Enfant d’une grande timidité, Alfred Marié s’oriente vers le métier de peintre en bâtiment. Incité par un ami, il entre en 1968 à l’Ecole régionale supérieure d’expression plastique de Tourcoing, qu’il quitte au bout de cinq ans, détruisant alors les travaux qu’il y a réalisés.
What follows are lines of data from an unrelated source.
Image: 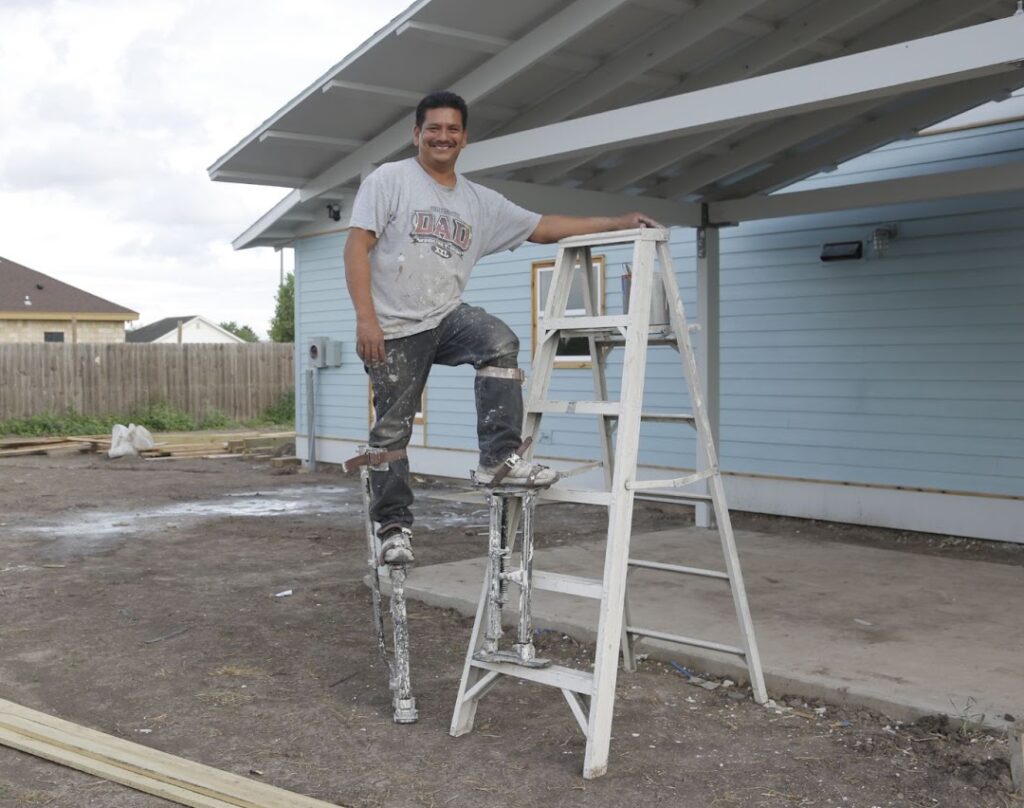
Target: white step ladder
[451,228,767,778]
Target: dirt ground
[0,456,1024,808]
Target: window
[531,256,604,368]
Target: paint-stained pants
[367,303,522,526]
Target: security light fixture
[821,242,864,261]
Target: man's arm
[345,227,384,365]
[528,213,662,244]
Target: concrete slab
[407,527,1024,726]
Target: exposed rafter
[587,0,991,190]
[633,0,842,56]
[648,101,879,199]
[708,74,1024,200]
[210,168,306,188]
[479,177,700,226]
[321,79,517,120]
[301,0,626,199]
[708,161,1024,222]
[394,20,677,89]
[259,129,366,152]
[462,15,1024,173]
[503,0,770,131]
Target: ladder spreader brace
[451,228,768,778]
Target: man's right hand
[355,320,384,365]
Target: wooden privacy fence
[0,342,295,419]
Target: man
[345,92,658,564]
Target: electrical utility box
[308,337,342,368]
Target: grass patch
[256,390,295,426]
[0,390,295,437]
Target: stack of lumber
[0,435,111,458]
[0,432,295,460]
[0,699,344,808]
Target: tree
[270,272,295,342]
[220,320,259,342]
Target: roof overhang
[211,0,1024,248]
[0,309,138,323]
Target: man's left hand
[618,212,662,230]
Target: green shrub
[263,390,295,426]
[0,410,118,437]
[128,401,196,432]
[196,410,231,429]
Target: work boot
[475,454,558,488]
[377,524,416,566]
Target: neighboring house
[0,258,138,343]
[127,314,245,345]
[211,0,1024,542]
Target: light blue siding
[296,123,1024,496]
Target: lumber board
[0,436,71,449]
[0,699,344,808]
[0,726,238,808]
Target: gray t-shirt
[351,158,541,339]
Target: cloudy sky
[0,0,411,336]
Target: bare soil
[0,456,1024,808]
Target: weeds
[0,390,295,437]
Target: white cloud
[0,0,408,333]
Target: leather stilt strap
[487,437,534,488]
[476,365,526,384]
[341,446,408,472]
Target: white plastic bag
[106,424,157,458]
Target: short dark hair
[416,90,469,129]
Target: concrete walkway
[407,527,1024,726]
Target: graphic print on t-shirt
[410,207,473,258]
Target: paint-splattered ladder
[451,228,767,778]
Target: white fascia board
[259,129,366,152]
[708,161,1024,222]
[210,169,306,188]
[231,190,299,250]
[207,0,431,176]
[461,15,1024,173]
[301,0,627,200]
[477,177,700,227]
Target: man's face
[413,107,466,170]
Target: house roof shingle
[125,314,199,342]
[0,257,138,320]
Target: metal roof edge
[231,188,302,250]
[206,0,431,176]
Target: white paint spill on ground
[8,485,362,551]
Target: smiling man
[345,92,658,564]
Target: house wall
[0,320,125,342]
[296,124,1024,541]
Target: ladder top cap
[558,227,669,247]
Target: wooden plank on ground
[0,699,346,808]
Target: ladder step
[626,626,746,657]
[530,569,604,600]
[541,485,611,507]
[629,558,729,581]
[470,660,594,695]
[558,227,669,248]
[640,413,696,424]
[541,314,630,333]
[526,401,622,416]
[626,469,718,491]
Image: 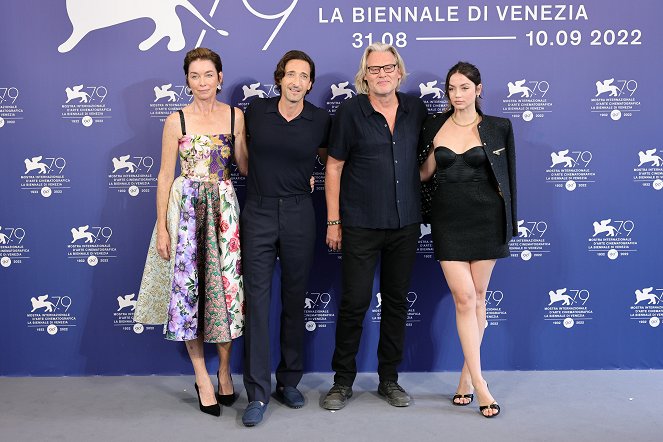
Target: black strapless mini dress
[431,146,509,261]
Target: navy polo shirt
[244,97,331,197]
[329,92,427,229]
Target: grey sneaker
[378,381,412,407]
[322,384,352,410]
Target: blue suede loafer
[242,401,267,427]
[276,387,304,408]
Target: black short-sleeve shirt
[244,97,331,197]
[329,92,427,229]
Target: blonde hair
[355,43,407,94]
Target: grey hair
[355,43,407,94]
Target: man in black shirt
[322,43,427,410]
[240,51,331,427]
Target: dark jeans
[240,195,315,403]
[332,223,419,386]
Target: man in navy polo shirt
[322,43,427,410]
[240,51,331,427]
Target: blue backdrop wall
[0,0,663,375]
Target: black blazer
[417,111,518,242]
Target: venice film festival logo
[108,155,157,196]
[67,225,117,267]
[419,80,447,113]
[327,80,357,116]
[21,155,71,198]
[58,0,299,53]
[113,293,147,335]
[0,226,30,268]
[543,287,594,328]
[509,219,550,261]
[371,292,421,327]
[502,78,552,121]
[590,77,641,121]
[417,223,433,258]
[304,292,335,332]
[62,84,112,127]
[149,82,193,123]
[546,149,596,192]
[588,218,638,260]
[0,86,23,129]
[27,294,76,335]
[485,290,507,327]
[633,148,663,190]
[237,81,279,111]
[629,286,663,328]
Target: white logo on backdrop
[638,149,663,167]
[507,78,532,98]
[330,81,357,100]
[117,293,136,312]
[30,295,55,313]
[635,287,659,304]
[594,78,619,97]
[419,80,444,98]
[112,155,136,173]
[70,226,94,244]
[550,149,573,167]
[64,84,90,104]
[242,82,267,101]
[58,0,299,53]
[548,288,574,305]
[154,83,177,103]
[518,219,532,238]
[23,155,47,175]
[58,0,228,52]
[592,219,617,238]
[419,224,431,239]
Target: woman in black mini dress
[419,62,518,417]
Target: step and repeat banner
[0,0,663,375]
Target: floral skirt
[134,177,244,343]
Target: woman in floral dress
[135,48,247,416]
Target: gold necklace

En 1974, il rencontre Corinne, qui devient sa compagne et un soutien nécessaire à son œuvre ainsi qu’en témoigne le nom d’artiste qu’il adopte : A.C.M. – Alfred Corinne Marié. Au bout de deux ans d’errance, le couple s’installe dans la maison familiale d’Alfred, à l’abandon depuis plusieurs années. Tout en la reconstruisant, A.C.M. reprend son travail artistique et investit l’atelier de son père, un ancien tisserand. Il sélectionne d’abord des pièces extraites de vieilles machines à écrire, réveils, transistors, ou composants électroniques, fils électriques, etc., puis, après les avoir nettoyés, il les métamorphose à l’acide et les oxyde pour les assembler par collage. Il bâtit ainsi des architectures, sortes de cathédrales ou de bateaux, des labyrinthes peuplés de miroirs.